Notice how much simpler the code is. By just setting cv=5, we are telling scikit-learn to perform a 5-fold cross-validation. Because we are using a classifier (LogisticRegression), it automatically uses stratification.

import numpy as np
from sklearn.model_selection import cross_val_score
from sklearn.linear_model import LogisticRegression
from sklearn.datasets import make_classification

# --- 1. Setup: Create a sample imbalanced dataset and a model ---
# X = features, y = target labels
X, y = make_classification(n_samples=100, n_features=20, 
                           n_informative=2, n_redundant=10, 
                           weights=[0.9, 0.1], # Imbalanced classes (90% vs 10%)
                           flip_y=0, random_state=42)

# Create a logistic regression model
model = LogisticRegression()


# --- 2. The Easy Way: Let scikit-learn do the work ---
# By passing cv=5 to a classifier, scikit-learn automatically uses StratifiedKFold
# to ensure class balance is preserved in each fold.
scores = cross_val_score(model, X, y, cv=5, scoring='accuracy')


# --- 3. Review the results ---
print(f"Scores for each of the 5 folds: {np.round(scores, 2)}")
print(f"Average CV Accuracy: {scores.mean():.2f} (+/- {scores.std():.2f})")

# Expected Output:
# Scores for each of the 5 folds: [0.9  0.9  0.9  0.95 0.85]
# Average CV Accuracy: 0.90 (+/- 0.03)

When Would You Manually Create a `KFold` Object?¶

You only need to manually create a cross-validation object when you need specific control that the default behavior doesn't offer.
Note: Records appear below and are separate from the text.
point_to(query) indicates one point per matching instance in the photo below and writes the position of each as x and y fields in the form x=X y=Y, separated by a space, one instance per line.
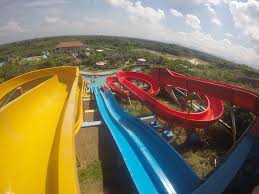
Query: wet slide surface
x=37 y=132
x=152 y=163
x=215 y=92
x=201 y=119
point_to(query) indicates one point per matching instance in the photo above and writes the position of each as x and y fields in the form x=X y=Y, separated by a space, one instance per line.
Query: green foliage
x=91 y=173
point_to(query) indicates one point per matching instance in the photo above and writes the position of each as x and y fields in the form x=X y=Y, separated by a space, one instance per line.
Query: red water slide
x=213 y=93
x=190 y=120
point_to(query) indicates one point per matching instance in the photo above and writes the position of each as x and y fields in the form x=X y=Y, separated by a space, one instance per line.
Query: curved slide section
x=242 y=97
x=189 y=120
x=114 y=84
x=236 y=95
x=37 y=132
x=163 y=168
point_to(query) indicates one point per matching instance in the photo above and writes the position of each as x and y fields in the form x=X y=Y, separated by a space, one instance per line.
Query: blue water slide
x=139 y=175
x=166 y=169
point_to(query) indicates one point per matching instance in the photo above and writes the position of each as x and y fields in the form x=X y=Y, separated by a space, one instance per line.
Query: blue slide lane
x=166 y=171
x=137 y=171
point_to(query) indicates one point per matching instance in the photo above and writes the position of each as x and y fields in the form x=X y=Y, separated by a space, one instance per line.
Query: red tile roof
x=69 y=44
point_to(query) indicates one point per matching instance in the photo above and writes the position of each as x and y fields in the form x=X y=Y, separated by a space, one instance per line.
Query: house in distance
x=72 y=46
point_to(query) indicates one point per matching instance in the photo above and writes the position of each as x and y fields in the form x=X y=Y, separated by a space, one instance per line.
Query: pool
x=97 y=80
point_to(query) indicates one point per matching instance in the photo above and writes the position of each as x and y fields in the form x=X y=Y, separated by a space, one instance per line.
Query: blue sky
x=225 y=28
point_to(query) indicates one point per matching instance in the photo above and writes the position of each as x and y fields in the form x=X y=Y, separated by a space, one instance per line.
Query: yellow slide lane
x=37 y=132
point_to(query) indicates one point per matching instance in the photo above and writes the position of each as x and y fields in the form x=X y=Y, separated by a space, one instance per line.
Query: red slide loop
x=189 y=120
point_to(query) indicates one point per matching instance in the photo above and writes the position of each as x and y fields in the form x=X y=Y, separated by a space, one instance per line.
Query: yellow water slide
x=40 y=113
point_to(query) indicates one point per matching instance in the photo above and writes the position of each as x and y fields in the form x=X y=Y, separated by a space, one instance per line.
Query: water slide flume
x=209 y=115
x=154 y=166
x=37 y=132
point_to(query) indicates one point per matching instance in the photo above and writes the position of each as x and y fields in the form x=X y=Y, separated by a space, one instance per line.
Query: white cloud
x=176 y=13
x=222 y=48
x=246 y=17
x=210 y=9
x=228 y=35
x=52 y=20
x=11 y=27
x=138 y=13
x=41 y=3
x=193 y=21
x=216 y=21
x=211 y=2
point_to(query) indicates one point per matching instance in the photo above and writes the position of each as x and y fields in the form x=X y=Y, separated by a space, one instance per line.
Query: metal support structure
x=233 y=121
x=172 y=94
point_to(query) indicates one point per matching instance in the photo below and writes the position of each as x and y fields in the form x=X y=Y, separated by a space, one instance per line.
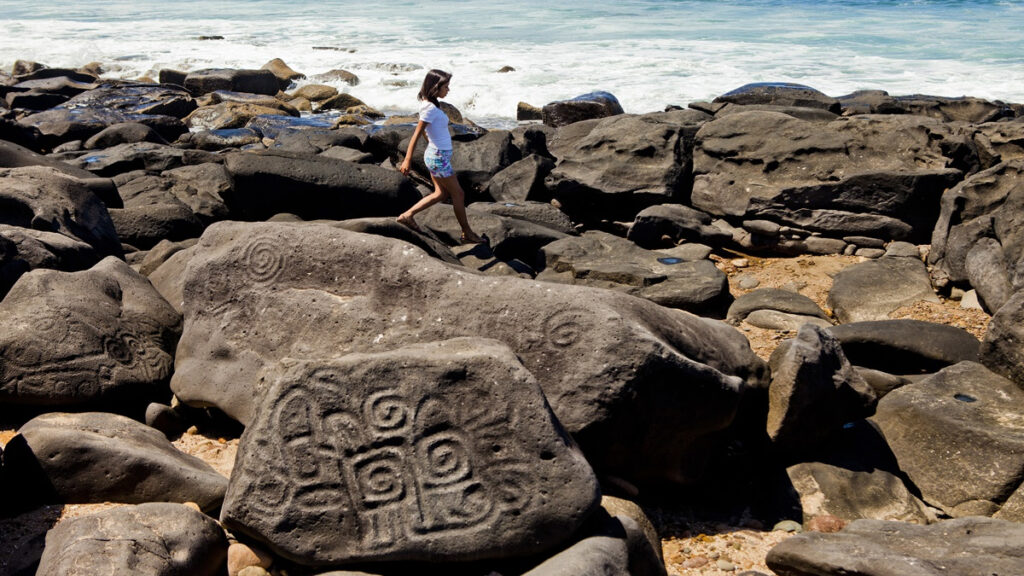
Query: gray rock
x=985 y=205
x=154 y=539
x=87 y=338
x=310 y=291
x=44 y=199
x=987 y=272
x=129 y=132
x=522 y=180
x=614 y=167
x=970 y=546
x=779 y=93
x=905 y=346
x=765 y=165
x=268 y=182
x=775 y=299
x=253 y=81
x=671 y=223
x=873 y=289
x=1003 y=347
x=813 y=392
x=438 y=452
x=602 y=259
x=955 y=436
x=585 y=107
x=101 y=457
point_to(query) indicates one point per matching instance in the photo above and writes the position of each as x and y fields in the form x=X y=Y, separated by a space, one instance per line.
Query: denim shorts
x=438 y=162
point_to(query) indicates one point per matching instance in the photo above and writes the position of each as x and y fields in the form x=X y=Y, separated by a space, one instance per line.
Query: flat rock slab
x=873 y=289
x=905 y=346
x=444 y=451
x=256 y=293
x=101 y=457
x=154 y=539
x=958 y=435
x=605 y=260
x=969 y=546
x=97 y=337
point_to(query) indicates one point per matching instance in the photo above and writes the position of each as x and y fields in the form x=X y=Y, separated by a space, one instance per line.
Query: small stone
x=695 y=562
x=787 y=526
x=748 y=282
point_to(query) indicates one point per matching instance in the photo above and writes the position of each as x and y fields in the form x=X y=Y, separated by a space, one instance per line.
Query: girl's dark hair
x=432 y=84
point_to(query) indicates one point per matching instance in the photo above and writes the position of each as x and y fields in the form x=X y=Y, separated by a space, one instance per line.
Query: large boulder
x=46 y=200
x=97 y=337
x=101 y=457
x=602 y=259
x=585 y=107
x=905 y=346
x=440 y=452
x=210 y=80
x=814 y=392
x=268 y=182
x=616 y=166
x=873 y=289
x=957 y=437
x=1003 y=347
x=153 y=539
x=969 y=546
x=637 y=384
x=779 y=93
x=865 y=175
x=987 y=205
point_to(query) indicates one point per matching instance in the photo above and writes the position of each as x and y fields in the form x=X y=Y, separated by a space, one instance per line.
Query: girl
x=437 y=156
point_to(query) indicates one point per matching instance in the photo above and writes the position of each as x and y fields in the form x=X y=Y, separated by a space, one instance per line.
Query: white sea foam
x=647 y=52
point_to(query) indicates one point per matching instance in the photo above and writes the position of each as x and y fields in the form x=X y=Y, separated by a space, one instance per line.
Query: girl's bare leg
x=452 y=188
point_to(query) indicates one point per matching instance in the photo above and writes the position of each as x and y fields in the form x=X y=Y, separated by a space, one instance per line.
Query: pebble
x=725 y=566
x=748 y=282
x=787 y=526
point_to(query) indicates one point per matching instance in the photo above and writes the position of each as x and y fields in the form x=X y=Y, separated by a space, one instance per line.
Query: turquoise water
x=648 y=52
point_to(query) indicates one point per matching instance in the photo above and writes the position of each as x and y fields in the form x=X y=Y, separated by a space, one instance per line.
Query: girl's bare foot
x=409 y=222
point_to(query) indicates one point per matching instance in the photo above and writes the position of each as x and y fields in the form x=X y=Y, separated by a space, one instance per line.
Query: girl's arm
x=407 y=164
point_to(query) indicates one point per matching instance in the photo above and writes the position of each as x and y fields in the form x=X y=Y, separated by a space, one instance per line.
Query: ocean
x=648 y=53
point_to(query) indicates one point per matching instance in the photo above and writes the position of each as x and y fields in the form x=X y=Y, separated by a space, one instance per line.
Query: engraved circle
x=387 y=411
x=263 y=260
x=445 y=459
x=564 y=329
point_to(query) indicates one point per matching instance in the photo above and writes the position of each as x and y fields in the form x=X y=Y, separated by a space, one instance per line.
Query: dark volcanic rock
x=1003 y=346
x=154 y=539
x=989 y=204
x=254 y=81
x=598 y=258
x=814 y=392
x=436 y=452
x=970 y=546
x=779 y=93
x=905 y=346
x=269 y=182
x=636 y=383
x=586 y=107
x=100 y=457
x=864 y=175
x=957 y=437
x=616 y=166
x=667 y=224
x=873 y=289
x=96 y=337
x=43 y=199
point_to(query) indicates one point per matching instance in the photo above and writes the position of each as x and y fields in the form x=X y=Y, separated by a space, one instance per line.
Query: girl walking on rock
x=437 y=157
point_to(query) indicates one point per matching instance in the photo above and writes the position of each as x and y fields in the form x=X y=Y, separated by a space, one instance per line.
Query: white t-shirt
x=436 y=125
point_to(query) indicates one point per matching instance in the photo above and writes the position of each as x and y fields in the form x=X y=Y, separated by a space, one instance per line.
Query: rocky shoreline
x=217 y=250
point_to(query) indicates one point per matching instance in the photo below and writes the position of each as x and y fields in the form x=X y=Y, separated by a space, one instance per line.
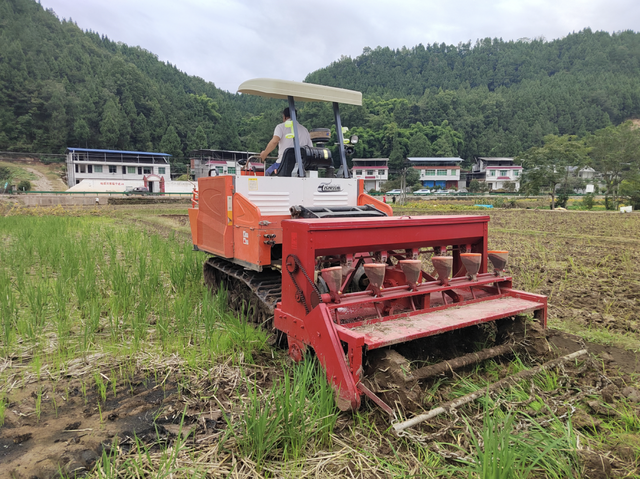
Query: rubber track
x=251 y=294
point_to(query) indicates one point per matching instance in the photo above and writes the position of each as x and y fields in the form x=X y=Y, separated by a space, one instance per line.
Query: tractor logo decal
x=328 y=188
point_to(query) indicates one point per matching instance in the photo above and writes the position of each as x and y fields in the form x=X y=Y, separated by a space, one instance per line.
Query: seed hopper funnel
x=498 y=260
x=333 y=278
x=471 y=262
x=375 y=273
x=444 y=267
x=411 y=269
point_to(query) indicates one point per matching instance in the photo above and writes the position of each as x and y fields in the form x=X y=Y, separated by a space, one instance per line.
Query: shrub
x=24 y=185
x=588 y=200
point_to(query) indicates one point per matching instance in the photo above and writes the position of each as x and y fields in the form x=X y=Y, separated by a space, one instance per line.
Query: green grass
x=91 y=283
x=296 y=413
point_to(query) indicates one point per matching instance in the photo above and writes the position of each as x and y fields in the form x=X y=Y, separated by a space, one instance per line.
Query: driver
x=283 y=139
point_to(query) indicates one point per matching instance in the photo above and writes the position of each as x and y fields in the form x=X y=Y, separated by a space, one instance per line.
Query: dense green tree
x=109 y=126
x=615 y=154
x=81 y=132
x=171 y=143
x=554 y=165
x=199 y=140
x=419 y=146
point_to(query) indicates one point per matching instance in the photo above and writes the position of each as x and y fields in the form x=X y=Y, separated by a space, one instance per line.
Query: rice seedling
x=499 y=451
x=101 y=387
x=38 y=410
x=3 y=409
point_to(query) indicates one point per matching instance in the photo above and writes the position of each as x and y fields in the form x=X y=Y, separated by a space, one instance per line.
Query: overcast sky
x=230 y=41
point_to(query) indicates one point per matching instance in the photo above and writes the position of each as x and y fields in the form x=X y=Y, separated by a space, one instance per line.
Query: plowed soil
x=587 y=263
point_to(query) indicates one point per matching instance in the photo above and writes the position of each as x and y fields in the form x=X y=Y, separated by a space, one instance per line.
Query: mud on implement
x=334 y=271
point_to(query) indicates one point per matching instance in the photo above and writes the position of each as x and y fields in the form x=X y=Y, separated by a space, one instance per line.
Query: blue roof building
x=118 y=169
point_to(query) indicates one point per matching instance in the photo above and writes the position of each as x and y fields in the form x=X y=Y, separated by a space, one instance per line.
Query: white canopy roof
x=282 y=89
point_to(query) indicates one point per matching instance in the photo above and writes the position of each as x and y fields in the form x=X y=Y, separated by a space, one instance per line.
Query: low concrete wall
x=64 y=200
x=146 y=200
x=90 y=200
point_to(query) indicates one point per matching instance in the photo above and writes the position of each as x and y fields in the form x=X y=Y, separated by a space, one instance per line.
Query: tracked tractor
x=332 y=270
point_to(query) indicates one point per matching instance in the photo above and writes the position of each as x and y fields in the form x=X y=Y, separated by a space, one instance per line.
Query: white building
x=496 y=172
x=115 y=168
x=441 y=173
x=219 y=162
x=374 y=172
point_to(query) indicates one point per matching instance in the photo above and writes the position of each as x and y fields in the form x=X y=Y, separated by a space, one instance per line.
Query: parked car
x=138 y=190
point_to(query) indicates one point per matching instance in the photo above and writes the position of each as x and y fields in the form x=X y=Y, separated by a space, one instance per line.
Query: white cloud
x=229 y=41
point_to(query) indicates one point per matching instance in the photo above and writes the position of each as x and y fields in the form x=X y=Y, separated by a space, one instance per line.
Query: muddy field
x=159 y=389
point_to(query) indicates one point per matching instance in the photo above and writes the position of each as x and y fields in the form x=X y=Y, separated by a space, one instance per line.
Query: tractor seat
x=312 y=159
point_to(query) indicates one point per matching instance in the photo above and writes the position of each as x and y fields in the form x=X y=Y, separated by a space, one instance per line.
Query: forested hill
x=60 y=86
x=503 y=97
x=488 y=64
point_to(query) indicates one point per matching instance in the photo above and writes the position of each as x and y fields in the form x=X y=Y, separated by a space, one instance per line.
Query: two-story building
x=374 y=172
x=441 y=173
x=497 y=172
x=116 y=170
x=218 y=162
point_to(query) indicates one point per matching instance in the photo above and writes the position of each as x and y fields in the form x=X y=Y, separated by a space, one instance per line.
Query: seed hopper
x=333 y=271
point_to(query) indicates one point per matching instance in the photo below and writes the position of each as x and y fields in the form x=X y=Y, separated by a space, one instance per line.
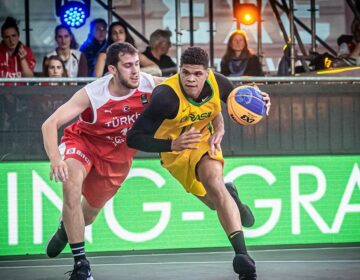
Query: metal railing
x=266 y=80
For example:

Forcing a shuffle: To shuffle the data before splitting, you need to create an object. This is good practice.
Reproducibility: To get the same folds every time you run your code, you must set a random_state.
Using Groups: When you need to use GroupKFold or StratifiedGroupKFold, you must instantiate them and pass the object to the cv parameter.

Here is how you would do that:

from sklearn.model_selection import StratifiedKFold, cross_val_score

# I want to control the shuffling and ensure my results are reproducible
# so I create a StratifiedKFold object.
custom_cv = StratifiedKFold(n_splits=5, shuffle=True, random_state=42)

# Now, I pass this object to the cv parameter
scores = cross_val_score(model, X, y, cv=custom_cv)

print(f"Scores from custom CV object: {np.round(scores, 2)}")
print(f"Average CV Accuracy: {scores.mean():.2f}")

In summary: Start by simply using an integer for the cv parameter (e.g., cv=5). Only create a full KFold or StratifiedKFold object when you have a specific reason to, like needing to set a random_state or use groups.

Summary: Which One Should I Use?¶

Method	When to Use It	Key Idea
`train_test_split`	For a quick, preliminary check, especially with very large data.	A single, simple split.
`KFold`	The go-to for regression problems. Also fine for balanced classification.	Splits data into 'k' folds, rotating which fold is the test set.
`StratifiedKFold`	The default choice for classification problems, especially with imbalanced classes. 🏆	Same as K-Fold, but keeps class proportions the same in each fold.
`GroupKFold`	When your data has groups (e.g., multiple samples from the same patient or user).	Ensures that all data from a group is in either training or testing, not both.
`StratifiedGroupKFold`	When you have both grouped data and imbalanced classes.	A combination of stratified and group logic.